Open Goicu opened 2 years ago
Thanks for the report. As a workaround, can you try with cloudpickle?
Thanks for the tip Yard1. But still don't work.
With cloudpickle:
from ray.cloudpickle import cloudpickle
cloudpickle.pickle.dump(trained_model, f)
Error:
AttributeError: Can't pickle local object 'MaximumIterationStopper.__init__.<locals>.<lambda>'
from ray import cloudpickle or import cloudpickle
cloudpickle.dump(trained_model, f)
Error:
TypeError: cannot pickle 'weakref' object
Why do you need to save the TuneSearchCV object in the first place? What's the use case? Doesn't the model by itself suffice?

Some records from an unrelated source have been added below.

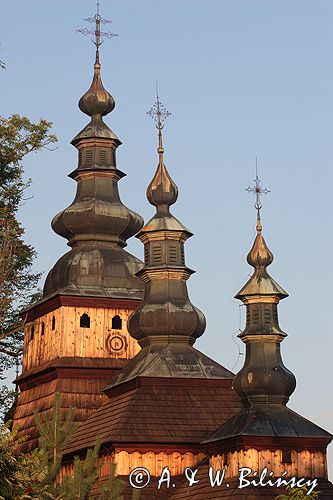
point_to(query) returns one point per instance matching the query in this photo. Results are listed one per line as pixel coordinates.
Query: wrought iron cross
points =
(98, 20)
(257, 189)
(158, 112)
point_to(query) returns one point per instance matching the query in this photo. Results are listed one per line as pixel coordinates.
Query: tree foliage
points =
(298, 494)
(18, 137)
(35, 476)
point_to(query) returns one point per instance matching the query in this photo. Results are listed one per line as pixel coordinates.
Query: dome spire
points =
(260, 256)
(97, 224)
(96, 102)
(263, 379)
(166, 314)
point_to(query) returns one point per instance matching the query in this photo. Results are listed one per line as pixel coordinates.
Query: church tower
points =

You are complete right. Actually what I want is to save the refit trained model. But I do not know how either.
You can obtain the best model by calling TuneSearchCV.best_estimator_
after fitting had completed. You can then save it following instructions for the framework you are using.
Thanks again Yard1.
With TuneSearchCV.best_estimator_
I couldn't save it either because I am using a KerasClassifier estimator.
I understand the porpoise of the CV like it is said here: https://stackoverflow.com/questions/55814197/kerasclassifier-object-has-no-attribute-save
But I suppose that the TuneSearchCV has the refit param for this porpoise and with this as I am in research and not in production this will save me the task of retrain the model with the bestparams founds in the search.
But perhaps this was not contemplated.
The refit param merely specifies that the best estimator will be returned in its trained form. However, using bestparams and refitting the estimator yourself is also a solution.
I try with pickle, joblib and dill.
With pickle I had this error:
AttributeError: Can't pickle local object 'MaximumIterationStopper.__init__.<locals>.<lambda>'
With joblib I had this error:
raise PicklingError(_pickle.PicklingError: Can't pickle <function MaximumIterationStopper.__init__.<locals>.<lambda> at 0x7f3093158790>: it's not found as ray.tune.stopper.MaximumIterationStopper.__init__.<locals>.<lambda>
With dill I had this error:
TypeError: cannot pickle 'tensorflow.python._pywrap_tf_session.TF_Operation' object
I don't have defined any lambda function in my code. I suppose that the lambda function is inside the keras or tensorflow libraries.